La violence du quotidien
Car au-delà de l’histoire de Lemesle, du jeu toujours engagé, humaniste de Lindon, du néo-néo-réalisme efficace de la mise en scène de Brizé (qui parvient très bien à mélanger acteurs professionnels et amateurs, par exemple), c’est sans doute dans l’usage qui est fait des mots que le film touche le plus juste et nous saisit, parce que nous le vivons tous les jours, dans tous les secteurs de l’emploi.
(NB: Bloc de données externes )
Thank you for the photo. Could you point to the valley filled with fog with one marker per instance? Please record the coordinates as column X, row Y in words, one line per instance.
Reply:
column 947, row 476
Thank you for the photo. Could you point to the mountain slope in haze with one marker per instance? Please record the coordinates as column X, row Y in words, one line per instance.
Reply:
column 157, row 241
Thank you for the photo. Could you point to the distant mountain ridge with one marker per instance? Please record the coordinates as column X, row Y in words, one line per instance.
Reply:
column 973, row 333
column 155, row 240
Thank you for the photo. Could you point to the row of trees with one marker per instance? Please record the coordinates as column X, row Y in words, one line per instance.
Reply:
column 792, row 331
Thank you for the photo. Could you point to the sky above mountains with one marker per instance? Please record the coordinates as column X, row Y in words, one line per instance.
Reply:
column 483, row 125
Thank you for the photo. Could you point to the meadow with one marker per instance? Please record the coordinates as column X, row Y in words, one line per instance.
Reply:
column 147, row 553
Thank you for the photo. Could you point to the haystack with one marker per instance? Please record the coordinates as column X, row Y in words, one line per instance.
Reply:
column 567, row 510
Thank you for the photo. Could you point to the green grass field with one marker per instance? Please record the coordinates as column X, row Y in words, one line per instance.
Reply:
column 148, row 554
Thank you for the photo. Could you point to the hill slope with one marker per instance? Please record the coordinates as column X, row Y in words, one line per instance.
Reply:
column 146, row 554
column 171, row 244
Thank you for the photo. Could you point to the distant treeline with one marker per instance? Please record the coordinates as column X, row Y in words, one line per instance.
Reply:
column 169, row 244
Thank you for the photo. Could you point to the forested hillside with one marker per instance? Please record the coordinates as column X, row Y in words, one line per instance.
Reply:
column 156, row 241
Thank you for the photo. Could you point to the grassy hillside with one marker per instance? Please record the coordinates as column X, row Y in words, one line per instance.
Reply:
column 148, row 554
La novlangue, cette invention de ceux qui ont appris des pires dictature du XXe siècle que tout commence par le langage, sert à renverser les valeurs : pour le grand patron américain du groupe Elson ou pour la cheffe de la branche française en passe de diriger toute la section Europe de ce même groupe (Marie Drucker, excellente comédienne !), le vrai courage n’est pas de vouloir sauver des emplois, des gens faibles, mais de faire preuve de stoïcisme, de se protéger de tout sentimentalisme pour rester du côté des forts, pour permettre à l’entreprise de gagner la guerre économique en sacrifiant les maillons faibles, les pauvres, les peu productifs, ceux qui de toute façon sont appelés à être éliminés du jeu économique parmi les premiers.
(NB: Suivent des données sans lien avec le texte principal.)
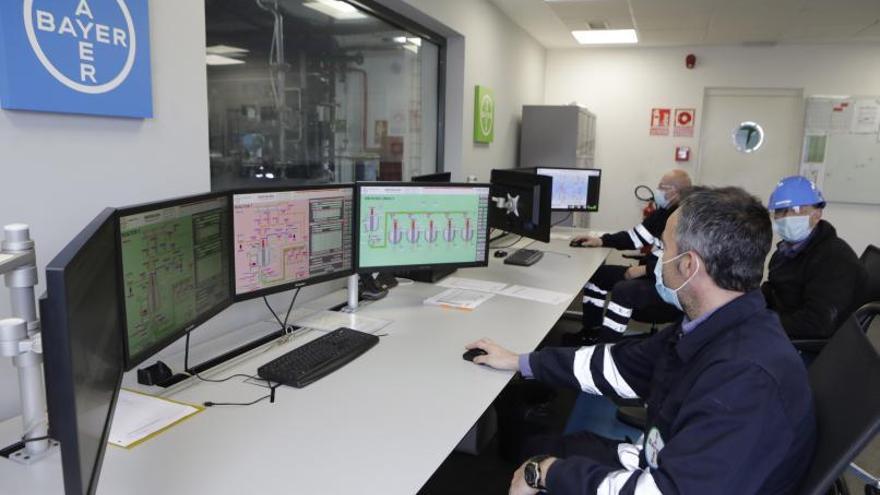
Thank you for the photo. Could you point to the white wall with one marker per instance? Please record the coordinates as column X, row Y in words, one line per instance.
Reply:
column 621, row 85
column 498, row 54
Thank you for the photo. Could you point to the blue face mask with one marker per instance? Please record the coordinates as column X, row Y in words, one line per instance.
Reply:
column 793, row 229
column 667, row 294
column 660, row 198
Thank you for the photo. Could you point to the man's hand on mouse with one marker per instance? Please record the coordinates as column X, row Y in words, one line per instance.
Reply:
column 496, row 356
column 588, row 241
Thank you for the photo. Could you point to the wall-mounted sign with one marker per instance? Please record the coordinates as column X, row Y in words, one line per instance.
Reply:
column 660, row 121
column 484, row 115
column 684, row 122
column 76, row 56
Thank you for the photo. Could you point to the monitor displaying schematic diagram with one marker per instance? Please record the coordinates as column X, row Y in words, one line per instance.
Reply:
column 174, row 264
column 421, row 225
column 283, row 239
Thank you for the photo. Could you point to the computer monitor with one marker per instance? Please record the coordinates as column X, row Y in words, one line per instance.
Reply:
column 521, row 203
column 438, row 177
column 419, row 226
column 174, row 264
column 81, row 320
column 574, row 189
column 288, row 238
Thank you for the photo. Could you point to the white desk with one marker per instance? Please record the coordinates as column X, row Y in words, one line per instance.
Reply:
column 381, row 424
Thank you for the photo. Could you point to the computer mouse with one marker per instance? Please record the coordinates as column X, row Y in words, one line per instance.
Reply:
column 470, row 354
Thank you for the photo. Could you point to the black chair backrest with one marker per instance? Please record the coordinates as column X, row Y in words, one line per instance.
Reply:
column 871, row 261
column 845, row 378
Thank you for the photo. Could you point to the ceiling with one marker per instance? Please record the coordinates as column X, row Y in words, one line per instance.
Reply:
column 701, row 22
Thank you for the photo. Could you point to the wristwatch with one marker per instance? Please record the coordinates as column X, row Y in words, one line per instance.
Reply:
column 532, row 472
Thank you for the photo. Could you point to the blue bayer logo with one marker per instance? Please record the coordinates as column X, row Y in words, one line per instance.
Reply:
column 88, row 46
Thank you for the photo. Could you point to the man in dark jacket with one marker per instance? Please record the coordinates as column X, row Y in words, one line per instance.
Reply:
column 729, row 407
column 631, row 287
column 815, row 279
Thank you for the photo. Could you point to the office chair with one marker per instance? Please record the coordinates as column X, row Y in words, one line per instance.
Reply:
column 844, row 378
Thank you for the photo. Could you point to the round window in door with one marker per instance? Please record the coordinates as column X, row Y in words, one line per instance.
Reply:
column 748, row 137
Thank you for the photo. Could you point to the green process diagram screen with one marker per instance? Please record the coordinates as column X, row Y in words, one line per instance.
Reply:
column 175, row 269
column 409, row 225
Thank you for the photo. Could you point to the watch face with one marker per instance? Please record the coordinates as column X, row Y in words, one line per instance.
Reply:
column 531, row 474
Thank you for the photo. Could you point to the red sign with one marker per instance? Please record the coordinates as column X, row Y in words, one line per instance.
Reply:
column 660, row 121
column 684, row 122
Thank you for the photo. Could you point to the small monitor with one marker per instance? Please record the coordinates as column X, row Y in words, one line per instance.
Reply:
column 438, row 177
column 574, row 189
column 174, row 260
column 521, row 203
column 282, row 239
column 81, row 319
column 421, row 225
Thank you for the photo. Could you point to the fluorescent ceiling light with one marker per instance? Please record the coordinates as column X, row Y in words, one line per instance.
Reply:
column 605, row 36
column 225, row 50
column 336, row 9
column 212, row 59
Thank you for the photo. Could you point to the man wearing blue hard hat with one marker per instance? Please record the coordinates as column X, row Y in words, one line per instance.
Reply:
column 815, row 279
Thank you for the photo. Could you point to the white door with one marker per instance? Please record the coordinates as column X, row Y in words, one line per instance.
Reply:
column 779, row 113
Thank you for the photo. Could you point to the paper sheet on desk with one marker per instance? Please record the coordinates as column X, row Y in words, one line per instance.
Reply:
column 537, row 295
column 138, row 417
column 471, row 284
column 328, row 321
column 459, row 298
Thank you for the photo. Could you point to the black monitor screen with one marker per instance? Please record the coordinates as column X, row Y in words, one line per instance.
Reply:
column 175, row 269
column 291, row 237
column 574, row 189
column 422, row 225
column 438, row 177
column 82, row 342
column 520, row 203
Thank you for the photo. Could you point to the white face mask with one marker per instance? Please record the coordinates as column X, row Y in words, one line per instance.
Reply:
column 793, row 228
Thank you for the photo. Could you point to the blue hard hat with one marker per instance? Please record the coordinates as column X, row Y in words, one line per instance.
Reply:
column 796, row 190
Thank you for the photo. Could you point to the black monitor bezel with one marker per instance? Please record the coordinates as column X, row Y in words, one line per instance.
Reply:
column 576, row 210
column 372, row 269
column 132, row 361
column 546, row 199
column 299, row 283
column 445, row 178
column 61, row 405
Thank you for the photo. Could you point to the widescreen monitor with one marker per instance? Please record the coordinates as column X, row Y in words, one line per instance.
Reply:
column 438, row 177
column 574, row 189
column 174, row 264
column 421, row 225
column 287, row 238
column 82, row 329
column 521, row 203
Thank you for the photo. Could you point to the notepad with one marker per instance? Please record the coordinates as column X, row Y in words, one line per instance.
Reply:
column 139, row 417
column 459, row 298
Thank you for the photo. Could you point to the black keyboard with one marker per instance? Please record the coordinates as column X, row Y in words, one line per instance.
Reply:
column 524, row 257
column 317, row 358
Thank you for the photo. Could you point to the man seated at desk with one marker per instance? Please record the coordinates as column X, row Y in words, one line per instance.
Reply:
column 729, row 407
column 631, row 287
column 815, row 279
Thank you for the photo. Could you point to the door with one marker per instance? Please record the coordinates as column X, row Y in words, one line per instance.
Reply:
column 779, row 115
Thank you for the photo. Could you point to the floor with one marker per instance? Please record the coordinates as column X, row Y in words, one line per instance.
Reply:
column 489, row 473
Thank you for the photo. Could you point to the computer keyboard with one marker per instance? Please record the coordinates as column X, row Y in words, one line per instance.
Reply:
column 524, row 257
column 318, row 358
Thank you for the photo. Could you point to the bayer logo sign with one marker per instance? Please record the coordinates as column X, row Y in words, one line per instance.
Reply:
column 90, row 47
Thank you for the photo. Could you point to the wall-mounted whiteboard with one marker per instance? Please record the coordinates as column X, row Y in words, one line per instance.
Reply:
column 841, row 151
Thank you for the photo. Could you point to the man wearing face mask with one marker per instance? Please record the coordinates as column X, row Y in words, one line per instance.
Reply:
column 815, row 279
column 631, row 287
column 729, row 407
Ce que décrit Un autre monde est d’une violence folle, quasi métaphysique, car rien n’arrêtera la machine ultra-libérale, sinon la mort de tous. C’est là, au-delà des facilités, d’une certaine paresse répétitive de la mise en scène (Lindon, qui en fait parfois un peu trop, reprend un anxiolytique, Lindon renoue sa cravate, Lindon, seul dans la nuit et de son bureau, le front plissé par l’angoisse, surligne avec un vieux feutre on ne sait trop quoi alors que tout se fait aujourd’hui sur ordinateur, bref…), qu’Un autre monde parvient vraiment à devenir un film fantastique un peu malgré lui.
Quel autre monde ?
Parce que rien n’arrêtera jamais la machine de destruction de l’humain qui monte perpétuellement en régime, disions-nous, sinon la mort. Or, comme par hasard, c’est devenu le but des élites les plus élevées et les plus délirantes de notre planète : tenter de vaincre la mort (la leur, bien sûr). Certains hommes veulent devenir des dieux. Ils iront droit dans le mur, entraînant tout le reste de l’humanité la avec eux, mais ils ne s’arrêteront pas.
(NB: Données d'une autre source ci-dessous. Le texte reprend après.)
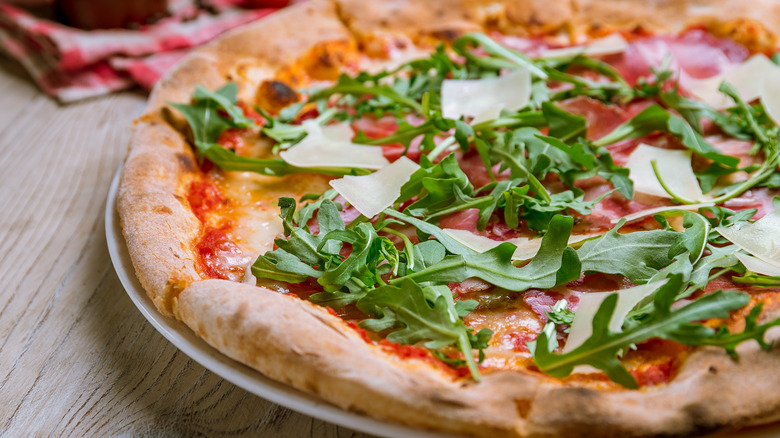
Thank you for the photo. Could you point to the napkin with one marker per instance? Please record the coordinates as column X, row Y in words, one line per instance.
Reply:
column 72, row 64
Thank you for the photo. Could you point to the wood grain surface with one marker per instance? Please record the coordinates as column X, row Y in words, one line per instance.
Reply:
column 76, row 357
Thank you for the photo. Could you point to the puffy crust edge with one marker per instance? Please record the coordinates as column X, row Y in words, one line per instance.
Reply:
column 710, row 392
column 299, row 343
column 156, row 219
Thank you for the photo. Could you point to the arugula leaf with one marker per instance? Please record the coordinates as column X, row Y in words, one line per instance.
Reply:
column 511, row 58
column 356, row 86
column 560, row 314
column 425, row 314
column 228, row 160
column 729, row 341
column 589, row 161
column 563, row 125
column 602, row 348
column 654, row 118
column 637, row 256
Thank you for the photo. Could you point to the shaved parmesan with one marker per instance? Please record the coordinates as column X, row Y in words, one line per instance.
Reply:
column 526, row 248
column 748, row 79
column 609, row 45
column 770, row 98
column 758, row 266
column 675, row 169
column 370, row 194
column 582, row 325
column 472, row 97
column 761, row 239
column 644, row 213
column 330, row 146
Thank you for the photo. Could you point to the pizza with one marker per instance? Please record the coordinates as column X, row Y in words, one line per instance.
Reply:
column 508, row 218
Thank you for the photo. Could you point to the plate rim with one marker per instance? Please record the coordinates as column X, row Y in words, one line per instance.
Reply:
column 184, row 339
column 251, row 380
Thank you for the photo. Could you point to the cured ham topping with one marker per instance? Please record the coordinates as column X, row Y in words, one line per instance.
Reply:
column 557, row 161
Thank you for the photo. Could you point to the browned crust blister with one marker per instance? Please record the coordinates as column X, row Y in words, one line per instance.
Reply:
column 301, row 344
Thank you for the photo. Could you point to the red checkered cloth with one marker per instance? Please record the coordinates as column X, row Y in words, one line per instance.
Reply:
column 72, row 64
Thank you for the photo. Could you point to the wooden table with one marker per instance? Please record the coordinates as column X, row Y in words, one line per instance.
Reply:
column 76, row 357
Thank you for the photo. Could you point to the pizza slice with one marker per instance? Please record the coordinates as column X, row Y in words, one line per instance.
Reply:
column 515, row 219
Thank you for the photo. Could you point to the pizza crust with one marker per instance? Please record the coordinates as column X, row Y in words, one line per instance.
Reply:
column 299, row 343
column 296, row 342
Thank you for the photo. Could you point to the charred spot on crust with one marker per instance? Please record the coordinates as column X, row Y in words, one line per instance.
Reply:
column 275, row 95
column 186, row 162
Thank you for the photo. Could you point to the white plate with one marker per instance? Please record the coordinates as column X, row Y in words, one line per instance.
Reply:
column 198, row 350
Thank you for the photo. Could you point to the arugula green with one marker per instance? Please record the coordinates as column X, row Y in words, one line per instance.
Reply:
column 679, row 325
column 654, row 118
column 423, row 314
column 402, row 286
column 637, row 256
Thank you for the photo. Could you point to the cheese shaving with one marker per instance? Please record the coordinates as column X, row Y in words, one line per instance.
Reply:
column 582, row 325
column 761, row 239
column 749, row 79
column 770, row 97
column 330, row 146
column 473, row 97
column 370, row 194
column 608, row 45
column 675, row 169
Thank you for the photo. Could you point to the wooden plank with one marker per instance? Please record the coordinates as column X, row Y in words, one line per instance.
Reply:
column 76, row 357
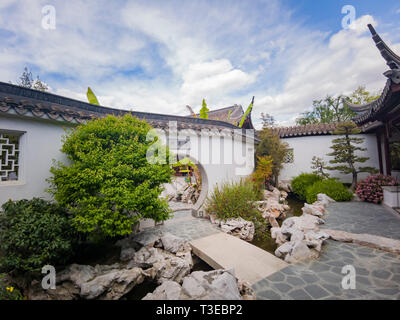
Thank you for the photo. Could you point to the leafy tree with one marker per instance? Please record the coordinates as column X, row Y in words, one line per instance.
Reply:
column 110, row 184
column 204, row 110
column 248, row 110
column 26, row 81
column 318, row 165
column 271, row 145
column 345, row 152
column 92, row 97
column 332, row 109
column 267, row 120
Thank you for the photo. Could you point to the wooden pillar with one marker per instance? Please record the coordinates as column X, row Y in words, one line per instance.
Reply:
column 379, row 142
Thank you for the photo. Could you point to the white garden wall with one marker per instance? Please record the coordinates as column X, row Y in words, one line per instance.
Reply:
column 305, row 148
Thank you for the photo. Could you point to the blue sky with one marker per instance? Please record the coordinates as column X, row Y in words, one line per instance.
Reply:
column 160, row 56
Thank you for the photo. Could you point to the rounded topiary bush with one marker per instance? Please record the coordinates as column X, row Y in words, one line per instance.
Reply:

“Un autre monde”, dit le titre. Mais quel autre monde ? À la fin du film, Lemesle sauve son honneur (comme tous les personnages principaux joués par Lindon chez Brizé dans ses films politiques), se réconcilie avec sa femme, s’occupe de son fils qui a des problèmes psy carabinés. Mais que vont-ils devenir ? Où trouve-t-on un autre monde ? Au secours.
Un autre monde de Stéphane Brizé, avec Vincent Lindon et Sandrine Kiberlain. En salles le 16 février.